Lifestyle & Belief

Butler’s dish on ‘Downton Abbey’



Gareth Cattermole

For most people, the PBS drama “Downton Abbey” is the closest they’ll come to observing a butler on the job. But how accurately does it reflect the realities of “service,” as the butlers we spoke to refer to their work? GlobalPost asked Rick Fink — a butler since 1958 — what he thinks of pop culture’s portrayal of his profession:

Yes, I’ve watched “Downton Abbey.” I think many of these types of domestic series are good. I also think many things on TV are made for entertainment value only.

Two things you often see are butlers or footmen wearing white gloves. Butlers don’t wear white gloves, not even when serving the Queen. They also dress them up in grey waistcoats and fancy ties. They probably think it looks good, but if you went to a party there, you wouldn’t know if the butler was one of the guests because he would basically be wearing the same clothes as the guests!

Then there's a thing called a charger plate. It’s a larger plate you often find when you sit down to your place setting in a restaurant. It’s not done in private residences, or wasn't done in the ‘30s or ‘50s when I started work, but once again for TV, it looks good on camera. In fact, I helped with a series 10 years ago where the producer and I nearly fell out over it. She won, because she just insisted it went into the table setting.

These may be small things, but I just think people should listen and do it as it was. If these things are done in private houses today, then it’s more than likely that the staff the owners have employed have a hotel background.

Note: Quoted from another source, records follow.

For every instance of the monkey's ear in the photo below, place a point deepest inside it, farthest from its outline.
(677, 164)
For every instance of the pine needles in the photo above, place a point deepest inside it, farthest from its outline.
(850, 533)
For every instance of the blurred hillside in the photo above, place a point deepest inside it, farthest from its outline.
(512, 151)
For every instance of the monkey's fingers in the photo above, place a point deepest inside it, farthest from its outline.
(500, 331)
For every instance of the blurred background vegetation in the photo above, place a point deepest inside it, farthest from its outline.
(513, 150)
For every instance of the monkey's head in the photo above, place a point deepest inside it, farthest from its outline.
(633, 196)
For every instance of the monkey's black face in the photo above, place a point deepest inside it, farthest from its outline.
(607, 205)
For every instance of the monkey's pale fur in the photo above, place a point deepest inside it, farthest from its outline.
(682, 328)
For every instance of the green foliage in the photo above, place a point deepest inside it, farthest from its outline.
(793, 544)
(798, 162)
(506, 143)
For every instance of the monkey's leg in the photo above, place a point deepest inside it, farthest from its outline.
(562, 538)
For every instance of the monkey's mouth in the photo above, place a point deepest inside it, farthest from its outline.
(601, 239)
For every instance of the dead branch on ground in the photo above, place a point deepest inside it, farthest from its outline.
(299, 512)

Of course many of the employers would probably not know any better, because they aren’t coming from the old families anymore. They’ve never learned themselves how to do things correctly because most didn't have the correct training from their forefathers.

We often talk about these things among ourselves and say, ‘I wonder how many pairs of white gloves you’d need just to serve breakfast?’ You would possibly wear about 10 different pairs if they needed to be kept white, and not sticky. How much blackcurrant jam, marmalade, burned bits of toast would be stuck on them before you finished that particular meal? It’s much easier to keep washing one's hands.